When asked about whether Washington is going to guarantee to the world that we're going to get to the bottom of how this originated, the top diplomat agreed with the same and stated that "we need to get to the bottom of this", according to Business Standard.

"I think we have to, because we need to do that precisely so we fully understand what happened in order to have the best shot possible at preventing it from happening again. That's why we need to get to the bottom of this," he said.

Blinken's comments, however, illustrated the Biden administration's willingness to convey skepticism of the official narrative coming from Beijing, according to The New York Times.

Twenty-four scientists from Europe, the US, Australia and Japan issued an open letter, which was obtained by The New York Times, that analyzed steps to complete a more comprehensive investigation, as reported by The Hill.

The scientists requested a probe involving biosecurity and biosafety experts conducted either by WHO or another group of nations to study the origins of COVID-19, which was first reported in Wuhan, China, in 2019.

The WHO report determined that the possibility the virus came from a lab was "extremely unlikely," noting there was "no record" any lab had closely related viruses.

The United States, Australia, Canada, the Czech Republic, Denmark, Estonia and Israel recently said in a statement that they "fully" supported the WHO's efforts to bring an end to the pandemic, including understanding how it "started and spread".

But they added it was "essential that we voice our shared concerns that the international expert study on the source of the SARS-CoV-2 virus was significantly delayed and lacked access to complete, original data and samples".

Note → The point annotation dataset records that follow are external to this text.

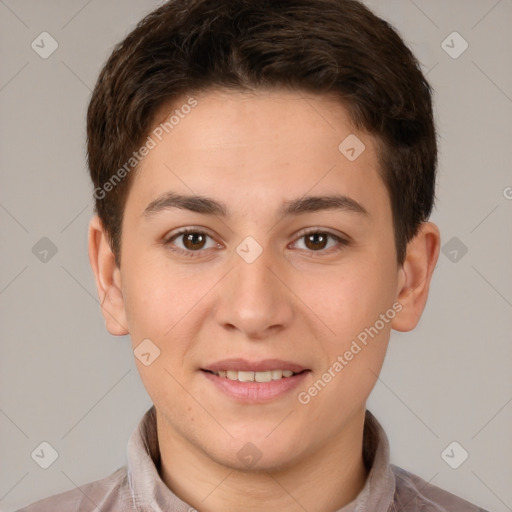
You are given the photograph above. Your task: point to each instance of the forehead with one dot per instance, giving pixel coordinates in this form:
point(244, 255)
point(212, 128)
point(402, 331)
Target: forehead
point(250, 149)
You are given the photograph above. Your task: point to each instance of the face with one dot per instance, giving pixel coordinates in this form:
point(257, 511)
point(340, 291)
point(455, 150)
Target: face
point(267, 279)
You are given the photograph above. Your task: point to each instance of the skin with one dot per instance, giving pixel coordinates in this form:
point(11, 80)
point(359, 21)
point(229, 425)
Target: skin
point(298, 302)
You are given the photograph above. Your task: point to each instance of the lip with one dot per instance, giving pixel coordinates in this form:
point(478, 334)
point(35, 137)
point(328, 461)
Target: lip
point(255, 392)
point(254, 366)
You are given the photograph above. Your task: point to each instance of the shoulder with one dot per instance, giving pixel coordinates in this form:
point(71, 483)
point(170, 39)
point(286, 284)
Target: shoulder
point(108, 494)
point(416, 494)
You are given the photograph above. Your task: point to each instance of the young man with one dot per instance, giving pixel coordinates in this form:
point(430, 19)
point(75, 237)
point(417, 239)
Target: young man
point(263, 172)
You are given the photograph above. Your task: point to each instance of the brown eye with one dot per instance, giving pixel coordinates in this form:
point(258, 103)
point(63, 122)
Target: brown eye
point(194, 241)
point(321, 242)
point(190, 242)
point(316, 241)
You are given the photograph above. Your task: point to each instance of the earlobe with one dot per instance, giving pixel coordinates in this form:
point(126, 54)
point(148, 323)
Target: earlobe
point(415, 276)
point(108, 279)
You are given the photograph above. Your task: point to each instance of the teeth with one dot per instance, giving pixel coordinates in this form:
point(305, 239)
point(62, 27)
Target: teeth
point(254, 376)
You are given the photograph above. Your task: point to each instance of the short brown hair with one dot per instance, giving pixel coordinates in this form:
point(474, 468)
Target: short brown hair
point(322, 46)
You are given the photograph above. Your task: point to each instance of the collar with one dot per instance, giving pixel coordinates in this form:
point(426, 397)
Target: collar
point(150, 493)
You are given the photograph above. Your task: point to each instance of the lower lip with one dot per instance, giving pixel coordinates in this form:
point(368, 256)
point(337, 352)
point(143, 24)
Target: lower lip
point(256, 392)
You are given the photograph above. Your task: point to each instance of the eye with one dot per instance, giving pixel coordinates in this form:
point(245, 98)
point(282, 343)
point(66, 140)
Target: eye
point(192, 240)
point(317, 241)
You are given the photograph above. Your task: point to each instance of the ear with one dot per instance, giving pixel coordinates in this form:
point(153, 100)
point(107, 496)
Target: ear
point(108, 279)
point(415, 276)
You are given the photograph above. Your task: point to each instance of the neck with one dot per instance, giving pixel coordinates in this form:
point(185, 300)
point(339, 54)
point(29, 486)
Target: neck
point(327, 479)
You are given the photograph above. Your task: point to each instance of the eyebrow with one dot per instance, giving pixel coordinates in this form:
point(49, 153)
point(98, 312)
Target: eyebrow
point(209, 206)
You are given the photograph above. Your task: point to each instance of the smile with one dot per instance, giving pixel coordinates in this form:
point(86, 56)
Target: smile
point(245, 376)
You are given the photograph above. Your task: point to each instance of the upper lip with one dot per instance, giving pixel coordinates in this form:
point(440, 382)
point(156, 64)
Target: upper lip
point(254, 366)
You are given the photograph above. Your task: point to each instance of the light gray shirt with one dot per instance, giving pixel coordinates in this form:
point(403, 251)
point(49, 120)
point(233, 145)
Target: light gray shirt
point(138, 486)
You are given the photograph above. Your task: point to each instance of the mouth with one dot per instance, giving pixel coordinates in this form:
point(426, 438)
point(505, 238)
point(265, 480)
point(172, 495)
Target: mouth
point(255, 381)
point(248, 376)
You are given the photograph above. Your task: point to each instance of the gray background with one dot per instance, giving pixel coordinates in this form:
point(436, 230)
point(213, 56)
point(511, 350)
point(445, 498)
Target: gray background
point(65, 380)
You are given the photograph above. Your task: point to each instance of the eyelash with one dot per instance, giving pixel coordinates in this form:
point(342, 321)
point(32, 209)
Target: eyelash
point(342, 243)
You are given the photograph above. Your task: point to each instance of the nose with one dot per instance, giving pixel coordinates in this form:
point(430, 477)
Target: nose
point(254, 299)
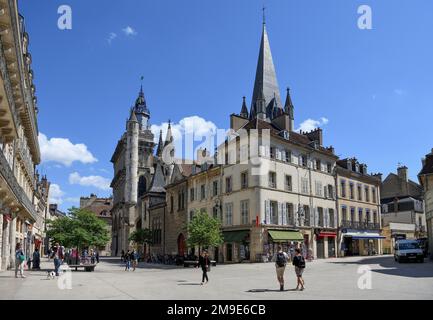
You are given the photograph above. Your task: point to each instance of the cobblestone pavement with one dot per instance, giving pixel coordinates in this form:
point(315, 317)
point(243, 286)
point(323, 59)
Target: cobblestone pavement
point(324, 279)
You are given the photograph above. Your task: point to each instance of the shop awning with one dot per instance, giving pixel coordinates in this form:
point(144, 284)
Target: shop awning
point(235, 236)
point(363, 235)
point(282, 235)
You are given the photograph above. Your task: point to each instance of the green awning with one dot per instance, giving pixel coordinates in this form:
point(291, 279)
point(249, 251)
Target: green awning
point(235, 236)
point(281, 235)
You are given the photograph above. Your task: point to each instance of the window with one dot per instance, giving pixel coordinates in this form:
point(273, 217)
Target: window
point(318, 165)
point(229, 214)
point(245, 215)
point(288, 156)
point(352, 191)
point(306, 211)
point(288, 183)
point(202, 192)
point(244, 180)
point(274, 212)
point(343, 188)
point(215, 188)
point(304, 185)
point(290, 214)
point(304, 161)
point(229, 184)
point(272, 152)
point(272, 180)
point(320, 216)
point(331, 218)
point(319, 188)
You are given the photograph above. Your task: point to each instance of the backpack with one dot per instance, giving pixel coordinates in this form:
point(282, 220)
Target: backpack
point(301, 262)
point(281, 259)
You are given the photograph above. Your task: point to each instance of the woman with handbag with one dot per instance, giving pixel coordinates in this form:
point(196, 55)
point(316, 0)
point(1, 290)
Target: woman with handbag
point(204, 263)
point(19, 261)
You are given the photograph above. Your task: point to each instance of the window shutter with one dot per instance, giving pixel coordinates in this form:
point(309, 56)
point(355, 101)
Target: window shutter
point(267, 212)
point(284, 214)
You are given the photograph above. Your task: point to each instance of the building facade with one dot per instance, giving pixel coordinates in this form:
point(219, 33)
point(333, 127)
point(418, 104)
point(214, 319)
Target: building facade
point(426, 179)
point(101, 207)
point(359, 211)
point(23, 197)
point(403, 201)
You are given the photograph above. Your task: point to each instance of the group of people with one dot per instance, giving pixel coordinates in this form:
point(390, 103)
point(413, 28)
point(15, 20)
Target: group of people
point(130, 258)
point(281, 259)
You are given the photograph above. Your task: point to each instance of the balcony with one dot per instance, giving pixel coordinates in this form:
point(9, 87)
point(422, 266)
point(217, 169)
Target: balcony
point(360, 225)
point(20, 195)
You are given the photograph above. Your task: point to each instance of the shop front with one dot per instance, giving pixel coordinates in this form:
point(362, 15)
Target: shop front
point(356, 243)
point(236, 246)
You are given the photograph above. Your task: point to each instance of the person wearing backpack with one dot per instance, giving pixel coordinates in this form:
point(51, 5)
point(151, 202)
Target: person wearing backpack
point(280, 259)
point(299, 263)
point(19, 261)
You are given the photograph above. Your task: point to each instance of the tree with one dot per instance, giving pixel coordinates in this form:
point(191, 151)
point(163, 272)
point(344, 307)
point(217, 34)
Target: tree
point(80, 229)
point(141, 236)
point(204, 231)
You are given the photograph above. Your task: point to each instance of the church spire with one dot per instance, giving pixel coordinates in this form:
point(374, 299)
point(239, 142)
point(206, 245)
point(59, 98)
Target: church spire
point(266, 80)
point(244, 109)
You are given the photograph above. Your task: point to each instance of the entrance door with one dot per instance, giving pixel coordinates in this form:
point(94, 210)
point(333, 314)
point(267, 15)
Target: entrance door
point(181, 245)
point(229, 251)
point(331, 247)
point(320, 248)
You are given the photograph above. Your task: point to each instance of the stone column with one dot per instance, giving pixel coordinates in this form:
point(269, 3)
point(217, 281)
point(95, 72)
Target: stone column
point(12, 241)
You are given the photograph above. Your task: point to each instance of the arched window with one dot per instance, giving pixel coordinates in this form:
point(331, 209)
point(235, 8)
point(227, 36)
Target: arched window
point(141, 186)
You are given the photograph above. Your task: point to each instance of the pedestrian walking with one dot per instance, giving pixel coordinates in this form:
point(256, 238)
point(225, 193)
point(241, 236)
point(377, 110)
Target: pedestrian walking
point(36, 260)
point(280, 259)
point(299, 263)
point(134, 258)
point(19, 261)
point(127, 258)
point(204, 263)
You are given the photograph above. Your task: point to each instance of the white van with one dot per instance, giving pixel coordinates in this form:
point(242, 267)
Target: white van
point(408, 250)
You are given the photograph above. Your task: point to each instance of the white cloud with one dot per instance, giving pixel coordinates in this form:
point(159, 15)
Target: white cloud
point(90, 181)
point(400, 92)
point(63, 151)
point(55, 194)
point(311, 124)
point(129, 31)
point(111, 37)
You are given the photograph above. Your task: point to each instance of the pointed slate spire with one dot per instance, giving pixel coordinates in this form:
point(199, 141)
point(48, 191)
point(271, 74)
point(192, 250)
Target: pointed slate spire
point(266, 79)
point(288, 106)
point(244, 109)
point(160, 145)
point(169, 137)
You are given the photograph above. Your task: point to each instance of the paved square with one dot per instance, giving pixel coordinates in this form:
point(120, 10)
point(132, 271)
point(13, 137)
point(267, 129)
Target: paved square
point(324, 279)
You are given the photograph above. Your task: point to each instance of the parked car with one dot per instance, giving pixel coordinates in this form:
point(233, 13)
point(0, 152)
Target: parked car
point(408, 250)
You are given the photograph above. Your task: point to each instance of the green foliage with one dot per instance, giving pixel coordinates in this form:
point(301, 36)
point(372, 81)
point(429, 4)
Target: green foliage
point(141, 236)
point(81, 228)
point(204, 231)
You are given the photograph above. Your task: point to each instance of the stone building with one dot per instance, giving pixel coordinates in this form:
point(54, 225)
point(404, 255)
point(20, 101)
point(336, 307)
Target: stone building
point(101, 207)
point(359, 212)
point(403, 201)
point(426, 179)
point(23, 197)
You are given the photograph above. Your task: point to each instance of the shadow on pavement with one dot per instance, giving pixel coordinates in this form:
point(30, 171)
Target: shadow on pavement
point(404, 269)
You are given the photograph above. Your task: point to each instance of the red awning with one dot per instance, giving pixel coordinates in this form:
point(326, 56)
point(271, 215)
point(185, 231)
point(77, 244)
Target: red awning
point(327, 234)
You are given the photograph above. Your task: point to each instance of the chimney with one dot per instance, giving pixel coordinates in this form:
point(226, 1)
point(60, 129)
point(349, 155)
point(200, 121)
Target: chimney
point(403, 173)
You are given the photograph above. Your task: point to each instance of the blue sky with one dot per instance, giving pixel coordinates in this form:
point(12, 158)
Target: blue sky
point(198, 58)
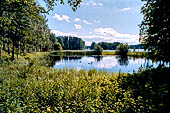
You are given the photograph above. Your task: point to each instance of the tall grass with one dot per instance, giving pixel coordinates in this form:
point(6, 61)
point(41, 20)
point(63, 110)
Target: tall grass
point(30, 86)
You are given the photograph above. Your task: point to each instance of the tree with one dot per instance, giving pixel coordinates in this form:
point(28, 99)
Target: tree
point(57, 46)
point(93, 45)
point(23, 25)
point(98, 50)
point(122, 49)
point(72, 43)
point(154, 29)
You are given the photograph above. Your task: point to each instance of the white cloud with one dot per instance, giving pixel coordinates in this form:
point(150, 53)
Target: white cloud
point(112, 32)
point(100, 4)
point(125, 9)
point(78, 26)
point(77, 19)
point(61, 17)
point(96, 21)
point(86, 22)
point(103, 35)
point(59, 33)
point(92, 3)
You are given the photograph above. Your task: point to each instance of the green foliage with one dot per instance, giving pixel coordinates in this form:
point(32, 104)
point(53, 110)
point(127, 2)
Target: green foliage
point(28, 86)
point(109, 46)
point(23, 25)
point(93, 45)
point(122, 49)
point(57, 46)
point(98, 50)
point(71, 43)
point(154, 29)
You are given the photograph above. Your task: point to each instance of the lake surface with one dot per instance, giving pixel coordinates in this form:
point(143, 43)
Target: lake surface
point(103, 63)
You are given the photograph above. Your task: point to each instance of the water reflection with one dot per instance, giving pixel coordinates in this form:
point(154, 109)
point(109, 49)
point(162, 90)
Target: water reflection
point(98, 58)
point(122, 60)
point(107, 63)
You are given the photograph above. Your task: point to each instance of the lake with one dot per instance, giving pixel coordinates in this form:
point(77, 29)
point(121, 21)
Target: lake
point(103, 63)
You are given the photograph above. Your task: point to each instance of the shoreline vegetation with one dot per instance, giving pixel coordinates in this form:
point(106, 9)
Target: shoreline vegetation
point(29, 85)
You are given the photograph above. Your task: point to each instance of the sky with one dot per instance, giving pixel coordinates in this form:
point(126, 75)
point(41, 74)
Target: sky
point(98, 21)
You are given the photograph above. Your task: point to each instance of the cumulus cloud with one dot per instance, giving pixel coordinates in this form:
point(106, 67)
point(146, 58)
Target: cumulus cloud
point(86, 22)
point(125, 9)
point(103, 35)
point(61, 17)
point(92, 3)
point(100, 4)
point(59, 33)
point(77, 19)
point(78, 26)
point(112, 32)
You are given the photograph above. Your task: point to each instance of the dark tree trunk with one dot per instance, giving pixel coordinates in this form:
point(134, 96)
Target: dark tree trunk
point(8, 48)
point(13, 47)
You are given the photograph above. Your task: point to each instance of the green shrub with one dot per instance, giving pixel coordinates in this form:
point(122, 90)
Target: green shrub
point(32, 87)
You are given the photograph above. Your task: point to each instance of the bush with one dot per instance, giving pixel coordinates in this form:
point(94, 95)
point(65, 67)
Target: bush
point(122, 49)
point(31, 87)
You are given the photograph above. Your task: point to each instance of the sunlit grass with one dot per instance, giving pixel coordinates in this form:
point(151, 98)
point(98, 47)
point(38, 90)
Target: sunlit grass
point(30, 86)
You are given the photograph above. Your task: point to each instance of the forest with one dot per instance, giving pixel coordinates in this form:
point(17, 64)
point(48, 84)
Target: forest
point(28, 82)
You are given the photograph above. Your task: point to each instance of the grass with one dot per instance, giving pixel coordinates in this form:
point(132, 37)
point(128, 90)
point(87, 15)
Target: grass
point(27, 85)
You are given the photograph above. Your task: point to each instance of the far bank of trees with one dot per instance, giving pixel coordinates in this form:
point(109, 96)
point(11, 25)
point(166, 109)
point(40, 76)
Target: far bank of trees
point(71, 43)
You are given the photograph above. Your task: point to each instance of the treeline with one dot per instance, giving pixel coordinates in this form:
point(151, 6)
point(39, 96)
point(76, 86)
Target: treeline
point(23, 27)
point(71, 43)
point(113, 46)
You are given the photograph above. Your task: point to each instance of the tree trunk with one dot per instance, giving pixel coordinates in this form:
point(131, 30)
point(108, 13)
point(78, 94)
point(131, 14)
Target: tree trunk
point(13, 47)
point(8, 48)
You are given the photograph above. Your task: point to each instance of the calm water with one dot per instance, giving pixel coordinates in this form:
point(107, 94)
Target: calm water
point(107, 63)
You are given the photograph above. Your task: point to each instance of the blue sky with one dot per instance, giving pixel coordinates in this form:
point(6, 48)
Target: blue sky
point(98, 20)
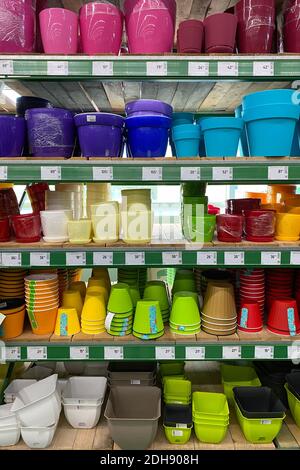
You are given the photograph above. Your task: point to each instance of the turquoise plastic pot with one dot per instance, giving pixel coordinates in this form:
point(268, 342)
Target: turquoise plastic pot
point(222, 136)
point(186, 138)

US Department of State Spokesperson Ned Price last week said that what is evident from Washington's review of the report is that it lacks crucial data, it lacks information, and it lacks access. "It represents a picture that is partial and, in our view, incomplete. That's not just our view. Many other countries share that view," he said during a briefing.

China has been criticised widely across the world for its role in the spread of the novel coronavirus that has infected over 135 million people across the world. More than 2.934 million people have lost their lives to the virus, as per Johns Hopkins University.